Two Lovers
Gray seems to be caught in the thrall of two paradoxically reconcilable traditions: the modern (cell phones, a clear sense of diversity, liberated and tastefully explicit sexuality) and the classical. But he continually finds ways to make the two work in tandem, in scenes that say so much with just The Shot. The screenplay itself is quietly effective, but what I’ll remember is the awkward, pained, yet cool movements of Phoenix, the smudged mascara of Paltrow, and the conversations conducted first by shouting, then by phone, across an apartment complex, all of which culminate in a wondrous, totally ambiguous ending. I was hoping that Gray would go the entire film without any overt romantic gestures between Phoenix and Paltrow, but what he did is nearly as heartbreaking.

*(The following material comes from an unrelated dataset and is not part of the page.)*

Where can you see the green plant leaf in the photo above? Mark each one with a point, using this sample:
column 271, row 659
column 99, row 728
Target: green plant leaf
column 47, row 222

Double Indemnity (rewatch)
Managed to forget nearly everything surrounding Edward G. Robinson’s and Jean Heather’s characters, which, while perhaps understandable, made my conception of the film just before rewatch largely flawed. There is an ocean’s worth of seediness and dirty laundry here, but there is also a great deal of humanity, and Wilder does wonders in making every character (except, perhaps, Tom Powers’) function as more than just a cog in the inexorable machine that signals Fred MacMurray’s doom. It is a world of hurt and pain, and yet there is some small hope of redemption, at least until it is silenced by a gunshot.